Brno, Brnolular icin dunyanın en buyuk köyü, Prag ise dunyanin en küçük şehri. Brno’ya, Viyana’ya Prag’dan daha yakın olan bu Çek kentine gitmek icin Pegasus ile Viyana gidip, oradan student agency otobüsleri ile Brnoya geldik. Otobus biletlerini online olarak www.studentagencybus.com dan alıp bilet çıktısını print almanız yeterli, Viyana havalimanı önündeki otobüs duraklarından (9. Peron) kalkan bu otobü icin Viyana havalimanı – Brno tarifesi yaklaşık 30 lira ve yolculuk 2,5 saat sürüyor.
Aksam 5:40 gibi Brnoya geldik, arkadasimiz Petr ile buluşup eşyalarımızı eve bırakıp merkeze geldik, bir başka arkadaşım Michal ve Petr’in eşi Blanka ile merkezde buluşup 1 tur atıp Mamut adlı bara yemek yemeye geldik.
Barda her masanın altında bira fıçısı var içtiğin litre kadar ödeme yapıyorsun. Çek cumhuriyetinde 50 lik biranın fiyatı genelde 1€ ve gerçekten de bazı sulardan daha ucuz. Susayınca bira içiyorlar :) Mamut barda, bardaklarımızı aldık ve başladık biramızı içmeye. Aynı anda bardaki tüm masaların katıldığı “en fazla bira içen masa” yarışması var, biz 5 kişi 6 litre bira ile dereceye girdik :) yemeğimizi yedik ve eve geldik.

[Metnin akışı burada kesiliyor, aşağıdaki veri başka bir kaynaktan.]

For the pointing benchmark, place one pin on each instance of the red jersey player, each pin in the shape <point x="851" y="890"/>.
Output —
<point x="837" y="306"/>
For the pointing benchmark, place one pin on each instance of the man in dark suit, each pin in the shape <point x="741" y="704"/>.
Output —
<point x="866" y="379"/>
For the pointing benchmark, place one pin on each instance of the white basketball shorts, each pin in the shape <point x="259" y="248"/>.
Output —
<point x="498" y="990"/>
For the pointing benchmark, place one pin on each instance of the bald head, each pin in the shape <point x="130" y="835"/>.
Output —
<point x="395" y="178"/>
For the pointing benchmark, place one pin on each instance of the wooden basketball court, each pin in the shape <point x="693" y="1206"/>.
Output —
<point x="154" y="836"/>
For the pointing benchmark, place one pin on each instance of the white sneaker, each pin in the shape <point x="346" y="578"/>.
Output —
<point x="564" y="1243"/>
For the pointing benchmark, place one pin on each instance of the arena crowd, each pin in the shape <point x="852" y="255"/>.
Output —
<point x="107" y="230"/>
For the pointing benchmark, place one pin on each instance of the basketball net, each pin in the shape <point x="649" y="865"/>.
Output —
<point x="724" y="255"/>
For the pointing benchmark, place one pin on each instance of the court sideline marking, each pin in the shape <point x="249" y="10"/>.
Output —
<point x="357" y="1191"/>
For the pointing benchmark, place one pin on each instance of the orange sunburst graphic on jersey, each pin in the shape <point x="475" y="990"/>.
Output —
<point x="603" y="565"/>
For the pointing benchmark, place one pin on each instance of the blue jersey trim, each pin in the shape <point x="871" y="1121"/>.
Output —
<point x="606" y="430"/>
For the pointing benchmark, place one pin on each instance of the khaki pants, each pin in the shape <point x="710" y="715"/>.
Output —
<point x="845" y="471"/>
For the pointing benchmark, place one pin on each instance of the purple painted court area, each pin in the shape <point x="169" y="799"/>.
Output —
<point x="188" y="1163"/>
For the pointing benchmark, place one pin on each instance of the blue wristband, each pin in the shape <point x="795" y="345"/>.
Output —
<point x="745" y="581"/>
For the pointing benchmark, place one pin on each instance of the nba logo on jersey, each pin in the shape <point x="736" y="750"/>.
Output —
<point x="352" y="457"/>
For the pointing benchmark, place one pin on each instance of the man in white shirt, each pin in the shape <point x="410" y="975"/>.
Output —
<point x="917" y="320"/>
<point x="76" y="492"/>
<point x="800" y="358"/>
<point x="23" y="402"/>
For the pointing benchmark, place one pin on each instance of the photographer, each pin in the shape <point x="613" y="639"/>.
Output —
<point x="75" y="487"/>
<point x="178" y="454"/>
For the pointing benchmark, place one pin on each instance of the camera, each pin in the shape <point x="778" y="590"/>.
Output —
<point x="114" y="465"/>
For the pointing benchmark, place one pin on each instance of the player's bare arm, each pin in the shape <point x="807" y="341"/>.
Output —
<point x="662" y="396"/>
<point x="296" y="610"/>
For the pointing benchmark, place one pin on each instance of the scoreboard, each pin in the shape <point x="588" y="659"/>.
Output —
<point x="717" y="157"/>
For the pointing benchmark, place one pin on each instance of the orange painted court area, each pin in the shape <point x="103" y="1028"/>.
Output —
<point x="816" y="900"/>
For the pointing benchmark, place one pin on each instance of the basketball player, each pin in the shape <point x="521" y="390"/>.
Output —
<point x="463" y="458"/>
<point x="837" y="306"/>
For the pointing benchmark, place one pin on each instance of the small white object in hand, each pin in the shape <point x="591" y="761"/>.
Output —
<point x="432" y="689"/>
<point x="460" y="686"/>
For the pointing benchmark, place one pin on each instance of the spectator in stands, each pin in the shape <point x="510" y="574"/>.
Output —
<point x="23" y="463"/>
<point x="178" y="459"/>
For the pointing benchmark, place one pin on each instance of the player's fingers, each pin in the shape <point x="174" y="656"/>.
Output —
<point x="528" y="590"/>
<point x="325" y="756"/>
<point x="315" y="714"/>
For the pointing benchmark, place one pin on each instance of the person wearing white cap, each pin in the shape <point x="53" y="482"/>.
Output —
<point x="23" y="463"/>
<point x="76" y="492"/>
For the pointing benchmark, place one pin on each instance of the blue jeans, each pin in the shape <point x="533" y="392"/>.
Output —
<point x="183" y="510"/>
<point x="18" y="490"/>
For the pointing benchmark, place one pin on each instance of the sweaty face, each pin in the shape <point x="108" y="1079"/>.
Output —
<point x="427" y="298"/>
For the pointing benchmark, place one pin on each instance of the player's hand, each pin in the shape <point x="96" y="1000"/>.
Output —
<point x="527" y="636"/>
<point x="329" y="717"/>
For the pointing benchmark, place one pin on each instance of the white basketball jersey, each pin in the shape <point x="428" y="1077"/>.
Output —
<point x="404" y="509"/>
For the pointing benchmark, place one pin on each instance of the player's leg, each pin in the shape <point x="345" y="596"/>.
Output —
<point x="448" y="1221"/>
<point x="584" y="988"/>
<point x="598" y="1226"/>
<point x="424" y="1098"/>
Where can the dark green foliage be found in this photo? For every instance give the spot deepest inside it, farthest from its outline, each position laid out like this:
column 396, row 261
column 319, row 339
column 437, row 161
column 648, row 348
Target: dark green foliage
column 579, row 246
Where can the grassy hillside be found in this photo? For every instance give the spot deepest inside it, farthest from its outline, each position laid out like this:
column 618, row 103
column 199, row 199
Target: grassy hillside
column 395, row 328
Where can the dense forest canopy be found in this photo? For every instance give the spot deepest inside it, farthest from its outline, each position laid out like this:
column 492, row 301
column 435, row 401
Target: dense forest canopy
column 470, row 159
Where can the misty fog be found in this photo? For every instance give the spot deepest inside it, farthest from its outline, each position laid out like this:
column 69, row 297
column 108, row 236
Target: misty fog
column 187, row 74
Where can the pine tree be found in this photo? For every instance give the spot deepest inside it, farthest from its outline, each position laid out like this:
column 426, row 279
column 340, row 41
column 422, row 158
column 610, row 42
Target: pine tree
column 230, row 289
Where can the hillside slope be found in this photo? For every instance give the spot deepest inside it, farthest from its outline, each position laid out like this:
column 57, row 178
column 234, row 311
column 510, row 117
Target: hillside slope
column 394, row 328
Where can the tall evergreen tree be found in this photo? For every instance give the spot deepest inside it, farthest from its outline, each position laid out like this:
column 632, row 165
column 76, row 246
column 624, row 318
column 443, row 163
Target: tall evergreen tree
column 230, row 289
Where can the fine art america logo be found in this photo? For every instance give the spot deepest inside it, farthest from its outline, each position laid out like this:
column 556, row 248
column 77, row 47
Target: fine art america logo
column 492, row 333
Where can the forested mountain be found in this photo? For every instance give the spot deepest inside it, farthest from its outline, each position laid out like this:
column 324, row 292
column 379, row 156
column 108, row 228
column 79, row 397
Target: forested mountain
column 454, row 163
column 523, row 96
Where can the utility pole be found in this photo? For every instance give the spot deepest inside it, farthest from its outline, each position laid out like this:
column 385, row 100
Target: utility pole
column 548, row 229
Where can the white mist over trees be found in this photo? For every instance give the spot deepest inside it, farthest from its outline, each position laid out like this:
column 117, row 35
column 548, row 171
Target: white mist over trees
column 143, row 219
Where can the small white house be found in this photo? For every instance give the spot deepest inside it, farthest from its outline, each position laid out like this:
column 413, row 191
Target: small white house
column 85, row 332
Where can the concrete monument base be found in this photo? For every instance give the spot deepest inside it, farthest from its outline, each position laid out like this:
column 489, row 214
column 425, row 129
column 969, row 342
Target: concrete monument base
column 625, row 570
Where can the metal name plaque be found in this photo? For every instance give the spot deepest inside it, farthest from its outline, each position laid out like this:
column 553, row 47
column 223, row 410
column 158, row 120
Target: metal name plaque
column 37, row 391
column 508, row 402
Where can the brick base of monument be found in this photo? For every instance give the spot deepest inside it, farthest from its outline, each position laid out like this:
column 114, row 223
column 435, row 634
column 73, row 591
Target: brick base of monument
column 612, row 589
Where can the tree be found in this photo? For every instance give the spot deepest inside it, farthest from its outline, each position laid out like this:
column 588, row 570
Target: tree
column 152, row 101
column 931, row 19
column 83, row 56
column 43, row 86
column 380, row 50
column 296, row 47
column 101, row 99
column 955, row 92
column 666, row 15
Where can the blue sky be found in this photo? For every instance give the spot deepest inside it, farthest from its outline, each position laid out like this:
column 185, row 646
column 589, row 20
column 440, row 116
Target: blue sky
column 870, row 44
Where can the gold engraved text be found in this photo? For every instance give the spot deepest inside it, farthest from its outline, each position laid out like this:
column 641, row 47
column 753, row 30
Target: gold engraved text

Ertesi gün, Petr,Blanka,Nati ve ben, arabaya eşyalarımızı ve 4 bisikleti atıp Avusturyaya doğru Valtice’ye geldik, bisikletleri çıkardık ve zamanında Liechtenstein kraliyet ailesinin geldiği yer olan Valtice – Lednice arasındaki orman içine yapılmış eserleri teker teker görmek üzere yola çıktık. Petr’in anlatımına göre, Cek Cumhuriyeti maddi olarak kötü durumda iken Liechtenstein lıların yaptırdığı bu eserler tamamen şov amaçlı, gerçekten orman içindeki bu eserler bisiklet ile ziyaret etmenin dışında bir kullanımı yok ama orman içindeki bu bisiklet yoluna da ayrı bir güzellik katıyor.
Ilk durağımız Randev-Vouz adlı kapı şeklinde dakat içinde odaları olan bir mini saray
Sonra sırasıyla Kutsal Hubert (Svaty Hubert) adlı heykel, üç güzeller (U tri graci) adlı tapınak ve nehir kıyısında uzaktan gördüğümüz Apollon tapınağı derken Lednice’ye vardık. Yaklaşık 12 km. gelmiştik. Ufak bişeyler atıştırıp Lednice şatosunu gezerken yağmur patladı ve 3 km. ilerdeki Minare’ye (Minaret) gidip geri dönemeden planımızı değiştirdik. Petr, bisikletle arabaya gidip, arabyala geldi ve bizi aldı.









Akşam şarap tadımı vardı, önce Mikulov’da bir markete gidip peynir-salam-ekmek alıp motele yerleştik sonra da şarap tadımı için mahzene geldik.
Yerden 30 merdiven aşağıda olan bu mahzen 8 dereceydi ve şömine yakıldı, salam-peynirleri hazırladık ve başladık tadıma.
4 saatlik tadımın sonunda 14 farklı şaraptan 17 bardak içimini tamamlamıştım. Bardakları sayabildiğime göre problem olmadığını tahmin edebilirsiniz :)
Bir Türke ilk defa şarap tattıran işletmeci karşısında Türkiyeyi iyi temsil ettim :)
Bir sonraki sabah, dışarda kahvaltı yapıp Brno’nun yaklaşık 50 km. kuzeyinde ki Punkevni mağarasına gittik.






Dönüşte yemek yiyip eve gelip dinlendik
Brnodaki son günümüzde Milano uçağına yetişmeden önce zindan olarak kullanılan, Brno’nun en üst noktasındaki Spilberk Castle a gidip içerisini gezdik, merkezde bir tur atıp Brnonun küçük havalimanına Milanoya gitmek üzere geldik.